Although the myriad of cases interpreting section 17 of the Divorce Act deal primarily with real estate, it is clear that the principles here set forth are equally applicable to personal property and household goods — we can perceive no distinction whatever between realty and personalty in this context. Rardin v. Rardin, supra; Bissett v. Bissett, 375 Ill 551, 31 NE2d 955, 958.

In the case on review, Mrs. S did not allege, nor did she adduce by proof, any equitable ownership, special circumstances or existing equities relative to the household goods. In fact, the court specifically found that she erred and was wrong in taking all of the priceless plunder “with her when she deserted.” Consequently, under the authority of section 17 of the Divorce Act, the court had no power to invest her with the property rights of her consort.

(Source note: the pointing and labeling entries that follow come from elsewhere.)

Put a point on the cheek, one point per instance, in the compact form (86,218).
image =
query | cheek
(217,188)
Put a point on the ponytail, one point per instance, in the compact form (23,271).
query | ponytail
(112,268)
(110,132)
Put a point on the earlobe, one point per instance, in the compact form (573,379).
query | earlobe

But the court specifically found that the items of personal property were “necessary for the proper care of the child.” Is this sufficient to divest the husband of his interests therein ? We think not. The same principles apply here, and it would seem to us that there must be a factual basis and equitable merit demonstrated of record to warrant the court to divest a spouse of particular personal property for the care of a child. And then, only in unusual and uncommon circumstances, where the welfare and well-being of the minor uniquely requires specific items of personalty. Such circumstances are not reflected in the case on review. There is neither such a finding, nor evidence to support one. In addition, the decree granted title to the property to Mrs. Schouten, and not for the child’s sole use during his minority. And it would seem manifest that a minor son would not require the total of four twin beds and a double, nor the medley of odds and ends.

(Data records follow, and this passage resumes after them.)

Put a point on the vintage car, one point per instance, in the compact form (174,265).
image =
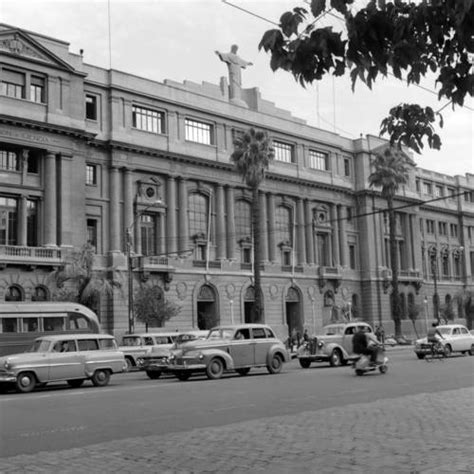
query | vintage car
(155,362)
(230,348)
(334,345)
(135,346)
(73,358)
(455,338)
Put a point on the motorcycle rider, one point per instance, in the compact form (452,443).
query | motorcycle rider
(363,342)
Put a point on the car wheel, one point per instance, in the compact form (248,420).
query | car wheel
(26,382)
(154,374)
(447,350)
(215,369)
(244,371)
(336,358)
(130,364)
(305,363)
(101,378)
(183,376)
(76,383)
(275,365)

*423Accordingly, the circuit court erred in the disposition of the household goods. That portion of the decree is reversed and the cause is remanded with directions to the trial court to readjudicate the husband’s interest in the household goods consistent with the views expressed herein. In all other respects, the decree is affirmed.

Affirmed in part, reversed in part, and remanded, with directions.

EBERSPACHER, P. J. and GOLDENHERSH, J., concur.